Imagínense lo que hubiese pasado de Trujillo haber contado con alguna noción del porqué del cine, al igual que otros dictadores de esa época, que se rindieron a las veleidades de una cinematografía que, más allá de la entretención, servía como el cañón mayor de la ideología desplegada.
Stalin, Mussolini, Hitler y Franco, siguieron las directrices de Lenin, quien en 1919 nacionalizó la industria cinematográfica rusa y colocó como directora a su esposa, Nadezhda Krupskaya; y ese mismo año creó la primera escuela estatal cinematografía del mundo.
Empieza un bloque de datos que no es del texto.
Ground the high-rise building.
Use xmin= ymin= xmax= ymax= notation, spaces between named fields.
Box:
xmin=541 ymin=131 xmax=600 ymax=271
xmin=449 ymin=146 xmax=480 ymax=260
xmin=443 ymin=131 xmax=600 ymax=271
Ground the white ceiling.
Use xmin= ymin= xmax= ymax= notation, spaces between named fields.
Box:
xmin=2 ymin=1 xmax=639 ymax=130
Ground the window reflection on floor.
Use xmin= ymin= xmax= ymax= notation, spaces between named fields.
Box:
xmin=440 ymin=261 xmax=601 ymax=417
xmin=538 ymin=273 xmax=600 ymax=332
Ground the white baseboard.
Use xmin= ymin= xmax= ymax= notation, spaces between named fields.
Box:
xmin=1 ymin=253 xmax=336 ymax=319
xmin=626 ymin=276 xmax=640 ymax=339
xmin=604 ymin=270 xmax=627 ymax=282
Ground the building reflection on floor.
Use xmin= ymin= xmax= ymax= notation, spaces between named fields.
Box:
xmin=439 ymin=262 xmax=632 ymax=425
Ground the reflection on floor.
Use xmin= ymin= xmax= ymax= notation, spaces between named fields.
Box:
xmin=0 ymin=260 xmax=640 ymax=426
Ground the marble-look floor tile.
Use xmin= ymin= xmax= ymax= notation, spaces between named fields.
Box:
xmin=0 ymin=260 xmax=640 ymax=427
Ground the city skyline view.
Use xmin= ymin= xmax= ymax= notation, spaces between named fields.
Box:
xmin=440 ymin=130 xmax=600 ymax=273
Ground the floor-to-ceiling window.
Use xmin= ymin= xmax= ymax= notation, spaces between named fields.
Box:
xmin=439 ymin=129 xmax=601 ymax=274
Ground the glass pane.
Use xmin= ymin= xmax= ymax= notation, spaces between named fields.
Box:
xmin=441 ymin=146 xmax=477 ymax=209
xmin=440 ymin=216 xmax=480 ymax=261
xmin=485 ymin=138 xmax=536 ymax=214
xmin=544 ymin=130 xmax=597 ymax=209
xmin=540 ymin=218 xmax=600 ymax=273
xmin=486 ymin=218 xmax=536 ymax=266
Los dictadores, a partir de “El acorazado Potemkin”, de Eisenstein (1925), crearon sus cineastas favoritos y los encargaron de realizar producciones para exportar al mundo sus credos a través de filmes que glorificaban sus propuestas políticas e ideológicas.
Varios dictadores latinoamericanos, como Juan Vicente Gómez (1908-1935) en Venezuela, Getulio Vargas (1930-34 y 1947-45) en Brasil, y Juan Domingo Perón (1946-55) en Argentina, hicieron suya la propaganda cinematográfica, propiciando el crecimiento del cine en sus países.
Y aquello fue posible porque contaban con una conciencia crítica, algo que no tuvo Trujillo; aunque a nuestro dictador nadie le ganaba en la versificación laudatoria. De ahí, que mientras nos faltaba una estética cinematográfica, nos sobraba una poética cobera.
Los atisbos de una crónica cinematográfica nacional surgieron en los cincuenta con Carlos Curiel y Santiago Lamela Geler (aunque ya Miguel Peguero, ph, y Homero León Díaz, habían ejercido alguna práctica relacionada con esta actividad de manera esporádica e insertada durante la temporada de los grandes estrenos, a través de la agencia publicitaria y noticiosa que habían fundado en los años cuarenta), a los cuales será preciso reservarles un sitial de importancia en la historia, aún inédita, de la crítica cinematográfica dominicana.